Every time the minimum wage changes, workers will feel it—for better or worse. Colorado is no exception.
In 2014, Seattle, Washington made headlines when it passed an increase in the minimum wage from $9.32/hour to $15/hour over 6 years. A 10 percent increase per year. Coloradans voted for their own, milder plan in 2016, raising the minimum wage from $8.31/hour to $12/hour by 2020. After one year, Colorado’s minimum wage is up 11% to $9.30/hour. Evidence from Seattle’s experiment with the minimum wage suggests the new policy has harmed the very workers it was meant to help.
When prices rise, people tend to buy less of something. When prices fall, people tend to buy more of something. Generally, when the price for an hour of labor rises, businesses buy less labor. When the price of an hour of labor decreases, businesses buy more labor. An analogy may help connect this basic principle of supply and demand to the minimum wage.

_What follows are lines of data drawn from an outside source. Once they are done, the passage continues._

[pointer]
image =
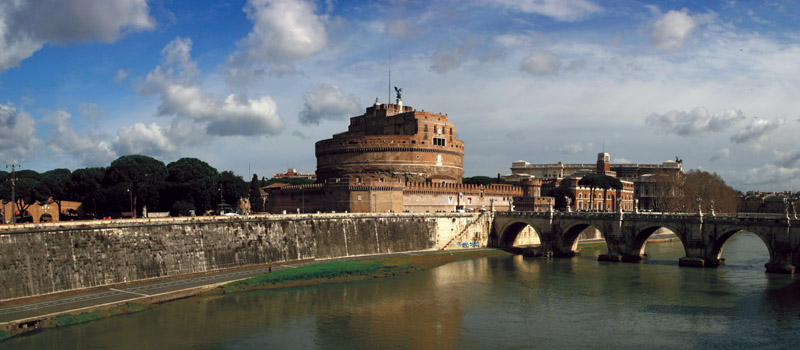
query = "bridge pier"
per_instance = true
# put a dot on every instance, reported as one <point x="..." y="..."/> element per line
<point x="779" y="267"/>
<point x="697" y="262"/>
<point x="617" y="257"/>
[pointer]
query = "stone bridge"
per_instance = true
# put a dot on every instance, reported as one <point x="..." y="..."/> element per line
<point x="626" y="234"/>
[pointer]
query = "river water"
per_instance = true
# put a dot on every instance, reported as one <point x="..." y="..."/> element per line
<point x="511" y="302"/>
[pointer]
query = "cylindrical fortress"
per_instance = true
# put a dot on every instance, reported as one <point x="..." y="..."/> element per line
<point x="394" y="141"/>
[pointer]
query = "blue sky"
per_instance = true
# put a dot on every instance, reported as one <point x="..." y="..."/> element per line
<point x="249" y="86"/>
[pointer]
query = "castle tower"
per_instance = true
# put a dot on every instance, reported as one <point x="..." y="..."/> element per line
<point x="390" y="140"/>
<point x="603" y="163"/>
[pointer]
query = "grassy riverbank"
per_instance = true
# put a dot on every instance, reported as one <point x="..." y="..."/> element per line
<point x="347" y="271"/>
<point x="315" y="274"/>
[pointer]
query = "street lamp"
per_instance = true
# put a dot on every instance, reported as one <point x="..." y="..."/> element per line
<point x="130" y="194"/>
<point x="13" y="187"/>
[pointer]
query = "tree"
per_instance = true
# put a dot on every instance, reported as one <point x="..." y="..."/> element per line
<point x="708" y="187"/>
<point x="85" y="185"/>
<point x="143" y="176"/>
<point x="665" y="191"/>
<point x="57" y="181"/>
<point x="256" y="202"/>
<point x="232" y="187"/>
<point x="193" y="182"/>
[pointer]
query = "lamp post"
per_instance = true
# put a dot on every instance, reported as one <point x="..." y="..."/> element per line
<point x="13" y="187"/>
<point x="130" y="194"/>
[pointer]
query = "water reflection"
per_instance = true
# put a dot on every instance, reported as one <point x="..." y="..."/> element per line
<point x="485" y="303"/>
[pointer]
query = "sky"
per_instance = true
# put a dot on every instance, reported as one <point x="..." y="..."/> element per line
<point x="249" y="86"/>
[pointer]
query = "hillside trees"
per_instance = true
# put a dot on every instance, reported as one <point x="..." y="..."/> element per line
<point x="57" y="182"/>
<point x="85" y="186"/>
<point x="28" y="190"/>
<point x="136" y="176"/>
<point x="708" y="187"/>
<point x="191" y="184"/>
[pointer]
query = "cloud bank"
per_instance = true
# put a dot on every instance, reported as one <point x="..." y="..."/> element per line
<point x="26" y="25"/>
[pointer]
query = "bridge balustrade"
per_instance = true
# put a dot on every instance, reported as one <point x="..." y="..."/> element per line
<point x="702" y="235"/>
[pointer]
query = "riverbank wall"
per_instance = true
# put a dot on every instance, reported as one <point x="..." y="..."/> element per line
<point x="42" y="259"/>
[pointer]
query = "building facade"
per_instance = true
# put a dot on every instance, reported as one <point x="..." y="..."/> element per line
<point x="293" y="174"/>
<point x="394" y="158"/>
<point x="390" y="140"/>
<point x="583" y="198"/>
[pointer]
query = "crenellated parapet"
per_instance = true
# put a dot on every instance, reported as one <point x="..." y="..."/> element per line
<point x="464" y="189"/>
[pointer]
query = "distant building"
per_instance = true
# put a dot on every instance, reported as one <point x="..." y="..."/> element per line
<point x="293" y="174"/>
<point x="47" y="212"/>
<point x="393" y="158"/>
<point x="640" y="182"/>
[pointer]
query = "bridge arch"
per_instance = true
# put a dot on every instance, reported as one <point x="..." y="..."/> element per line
<point x="639" y="242"/>
<point x="719" y="242"/>
<point x="520" y="232"/>
<point x="569" y="240"/>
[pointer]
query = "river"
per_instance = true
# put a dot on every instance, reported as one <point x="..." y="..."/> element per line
<point x="512" y="302"/>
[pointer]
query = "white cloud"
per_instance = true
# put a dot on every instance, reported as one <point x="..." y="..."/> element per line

Suppose Netflix raised the cost of their streaming services from $10 to $15 a month. Some people will shrug and pay the higher price. Some people are not able to pay the higher price. Those people will choose a cheaper product than Netflix such as Hulu, Amazon Video, etc. Other people will simply stop paying for any kind of video streaming and drop out of the market.
When labor costs rise even a dollar per hour, you will notice changes. Some businesses may shrug and pay their workers a higher minimum wage. However, some businesses may cut their labor force and/or replace humans with technology to keep product prices low. Some businesses will close down entirely when they cannot afford to pay their workers more.
Articles by Forbes, the Washington Examiner, and others have covered real examples of real people losing their jobs to the minimum wage’s unintended consequence. Spend a few minutes to browse “Faces of $15” and you can read stories from those who have lost their jobs and closed up shop, all thanks to minimum wage hikes.
Recently, the National Bureau of Economic Research (NBER) released a study on Seattle’s minimum wage. The findings are not surprising. At $13/hour, hours worked were reduced by an average of 9 percent. Each employee makes $125 less per month, according to NBER.
This is what we know: when you raise the cost of labor, minimum wage workers receive fewer hours.
Whether you like it or not, the higher minimum wage and its changes to Colorado’s economy are here to stay. What matters is how you will look at the minimum wage, now that you have seen its side effects. Next time, will you support higher minimum wages and its consequences?
Connor Hansen is a recent graduate of George Fox University in Oregon and a fiscal policy researcher in the Future Leaders Program at the Independence Institute, a free market think tank in Denver.